[quote]pookie wrote:
DrSkeptix wrote:
Well? Give up? Remember, your answer must be in the form of a question.
[i]The name Methuselah comes from two roots: muth, a root that means “death”; and from shalach, which means “to bring,” or “to send forth.” Thus, the name Methuselah signifies, “his death shall bring.”
And, indeed, in the year that Methuselah died, the flood came. Methuselah was 187 when he had Lamech, and lived 782 years more. Lamech had Noah when he was 182. The Flood came in Noah’s 600th year. 187 + 182 + 600 = 969, Methuselah’s age when he died.
Methuselah’s life was, in effect, a symbol of God’s mercy in forestalling the coming judgment of the flood. It is therefore fitting that his lifetime is the oldest in the Bible, symbolizing the extreme extensiveness of God’s mercy.[/i]
Is this getting closer?
[/quote]
A winner!!! Pookie achieves status as the TN Biblical Scholar!
(And I thought I had originated this thought!)
I will offer my impoverished explanation, and Scholar Pookie may just hate this.
The text of the Noah story is rife with puns and palindromes based on his name, N"h, which is derived from “to console” or “to comfort.” Perhaps the story should be read from what (I consider) the first such pun, the name of his great-grandfather Enoch, who after the birth of his son Methuseleh, “walked with God,” but who, unlike any of the other antediluvian personages, did not “die.” At the end of his life, he “was not.” This is a unique distinction among the righteous, perhaps shared only by Elijah, in that Samuel story of the two she-bears which Pookie hates so much.

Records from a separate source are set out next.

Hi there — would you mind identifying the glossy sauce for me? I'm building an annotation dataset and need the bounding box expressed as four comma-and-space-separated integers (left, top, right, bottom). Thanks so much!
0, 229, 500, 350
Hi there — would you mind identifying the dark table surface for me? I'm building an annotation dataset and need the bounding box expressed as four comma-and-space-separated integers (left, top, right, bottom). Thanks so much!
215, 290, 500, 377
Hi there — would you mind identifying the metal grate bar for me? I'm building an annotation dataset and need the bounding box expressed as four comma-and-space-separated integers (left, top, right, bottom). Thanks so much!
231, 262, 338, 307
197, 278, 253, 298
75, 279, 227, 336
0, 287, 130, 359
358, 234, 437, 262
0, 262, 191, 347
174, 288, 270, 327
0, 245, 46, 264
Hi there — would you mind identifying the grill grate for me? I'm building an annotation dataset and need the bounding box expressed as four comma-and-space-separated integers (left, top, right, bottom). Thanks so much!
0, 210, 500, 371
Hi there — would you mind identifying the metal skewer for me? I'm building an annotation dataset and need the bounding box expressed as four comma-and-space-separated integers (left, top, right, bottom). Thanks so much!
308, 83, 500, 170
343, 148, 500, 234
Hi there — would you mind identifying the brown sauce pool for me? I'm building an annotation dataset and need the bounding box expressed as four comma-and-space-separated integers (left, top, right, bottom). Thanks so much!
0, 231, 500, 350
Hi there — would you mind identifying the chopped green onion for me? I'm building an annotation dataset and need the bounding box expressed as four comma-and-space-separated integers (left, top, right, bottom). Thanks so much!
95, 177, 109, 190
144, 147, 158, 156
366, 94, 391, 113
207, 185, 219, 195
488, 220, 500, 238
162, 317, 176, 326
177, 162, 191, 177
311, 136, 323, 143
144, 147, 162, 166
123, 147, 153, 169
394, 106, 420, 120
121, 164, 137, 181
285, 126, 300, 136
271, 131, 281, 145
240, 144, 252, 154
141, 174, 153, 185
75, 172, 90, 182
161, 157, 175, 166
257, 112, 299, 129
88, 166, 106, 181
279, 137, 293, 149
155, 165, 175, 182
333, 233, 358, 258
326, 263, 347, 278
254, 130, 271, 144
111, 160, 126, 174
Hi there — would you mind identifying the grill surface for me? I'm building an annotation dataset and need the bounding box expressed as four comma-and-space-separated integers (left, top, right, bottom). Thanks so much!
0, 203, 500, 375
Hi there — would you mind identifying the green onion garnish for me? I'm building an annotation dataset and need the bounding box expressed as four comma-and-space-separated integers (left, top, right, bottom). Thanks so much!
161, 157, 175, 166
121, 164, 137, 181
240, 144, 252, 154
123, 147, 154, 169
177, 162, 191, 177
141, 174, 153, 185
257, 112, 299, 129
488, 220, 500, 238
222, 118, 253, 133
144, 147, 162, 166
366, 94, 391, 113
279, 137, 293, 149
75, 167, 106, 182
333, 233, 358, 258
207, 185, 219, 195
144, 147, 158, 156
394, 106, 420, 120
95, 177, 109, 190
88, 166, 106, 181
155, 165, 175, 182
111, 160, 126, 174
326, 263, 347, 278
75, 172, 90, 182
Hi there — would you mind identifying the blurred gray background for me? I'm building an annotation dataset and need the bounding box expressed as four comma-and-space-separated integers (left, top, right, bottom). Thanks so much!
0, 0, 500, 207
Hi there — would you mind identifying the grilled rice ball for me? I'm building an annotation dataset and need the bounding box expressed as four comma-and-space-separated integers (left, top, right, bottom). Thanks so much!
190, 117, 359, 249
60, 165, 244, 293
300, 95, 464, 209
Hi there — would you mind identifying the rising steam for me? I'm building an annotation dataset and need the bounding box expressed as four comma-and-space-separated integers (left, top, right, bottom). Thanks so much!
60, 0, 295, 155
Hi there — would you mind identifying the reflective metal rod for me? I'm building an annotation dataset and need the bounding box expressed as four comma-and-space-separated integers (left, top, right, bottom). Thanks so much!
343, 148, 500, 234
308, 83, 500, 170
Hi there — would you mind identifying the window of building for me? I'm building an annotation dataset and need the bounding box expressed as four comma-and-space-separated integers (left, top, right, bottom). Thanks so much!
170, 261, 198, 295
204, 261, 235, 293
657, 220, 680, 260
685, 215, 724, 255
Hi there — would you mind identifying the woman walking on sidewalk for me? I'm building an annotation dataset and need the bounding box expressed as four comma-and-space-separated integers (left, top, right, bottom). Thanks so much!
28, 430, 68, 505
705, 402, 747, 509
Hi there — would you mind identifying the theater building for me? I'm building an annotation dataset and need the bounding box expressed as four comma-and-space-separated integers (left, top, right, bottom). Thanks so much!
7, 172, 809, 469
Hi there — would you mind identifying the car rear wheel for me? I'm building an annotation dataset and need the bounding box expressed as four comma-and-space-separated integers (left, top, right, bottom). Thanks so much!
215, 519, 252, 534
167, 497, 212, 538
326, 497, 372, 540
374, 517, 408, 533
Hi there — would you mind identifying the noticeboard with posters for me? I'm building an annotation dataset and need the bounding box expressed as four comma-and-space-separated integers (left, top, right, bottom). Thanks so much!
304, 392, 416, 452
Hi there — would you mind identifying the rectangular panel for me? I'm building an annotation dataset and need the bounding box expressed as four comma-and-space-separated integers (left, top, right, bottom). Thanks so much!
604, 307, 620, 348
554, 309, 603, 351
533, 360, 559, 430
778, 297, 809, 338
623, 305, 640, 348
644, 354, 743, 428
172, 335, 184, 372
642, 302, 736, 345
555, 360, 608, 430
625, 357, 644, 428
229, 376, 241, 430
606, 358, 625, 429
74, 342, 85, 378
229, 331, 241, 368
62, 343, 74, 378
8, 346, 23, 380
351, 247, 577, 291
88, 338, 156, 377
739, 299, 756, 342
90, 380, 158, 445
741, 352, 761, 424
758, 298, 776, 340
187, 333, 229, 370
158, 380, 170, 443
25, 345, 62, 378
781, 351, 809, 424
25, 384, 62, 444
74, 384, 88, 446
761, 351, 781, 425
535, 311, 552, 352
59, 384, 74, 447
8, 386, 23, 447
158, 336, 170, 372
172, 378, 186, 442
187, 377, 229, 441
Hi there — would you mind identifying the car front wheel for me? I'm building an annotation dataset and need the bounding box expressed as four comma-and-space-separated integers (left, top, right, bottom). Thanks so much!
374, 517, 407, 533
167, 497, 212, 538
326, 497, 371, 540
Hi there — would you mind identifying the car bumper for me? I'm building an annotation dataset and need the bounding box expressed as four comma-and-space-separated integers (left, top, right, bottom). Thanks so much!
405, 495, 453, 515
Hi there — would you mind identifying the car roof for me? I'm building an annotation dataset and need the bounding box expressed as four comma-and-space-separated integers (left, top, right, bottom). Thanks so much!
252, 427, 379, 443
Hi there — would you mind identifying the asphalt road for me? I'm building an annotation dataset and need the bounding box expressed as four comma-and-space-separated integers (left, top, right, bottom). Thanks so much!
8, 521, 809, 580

Well, then, God resolves to do away with all the evil humans; but it is Enoch’s progeny who are righteous and are spared. After all, it is Noah, “unblemished in his generations,” who gets the nod, however qualified the endorsement.
Unlike Pookie, the Bronze Age listener of this tale would not have held the character God as malicious for wiping out humanity. They would not have doubted God’s mercy. But where is mercy and consolation in this act? Well, Methuseleh, Noah’s grandfather, dies precisely in the 600th year of Noah’s life, the Year of The Flood. It is no accident that the Redactors of Genesis asserts this: all of Noah’s antecedents, presumed righteous, are gone, and God does not plan to wipe out humanity until the last righteous man, Methuseleh, has died…save Noah. God does not allow the righteous to die in the Flood.
(Now, hidden in the text are the other acts of mercy; God could have provided a box, but he commands Noah to build an ark, during the building of which evil men could have repented. The cosmic spigots are not opened all at once; it “rained,” and men could have accepted the decree and repented.)
Where is the consolation? The puns end with the “pleasant smell” of Noah’s sacrifice, whereupon God offers the Noahic covenant: follow these rules and you are blessed.
It is the first of the 4 Old Testament covenants, but it is the only one that is made with all Mankind. By this Noahic covenant, not only will humanity be forever saved, but every person–regardless of tribe, station, or race–who follows The Rules can be saved, and can once again “walk with God,” as did Enoch, and as did Adam in Eden.
And that is why the Flood story, Friend Push, is not a text recording the biologic evolution of the species, but a revelation of the spiritual evolution of the human species.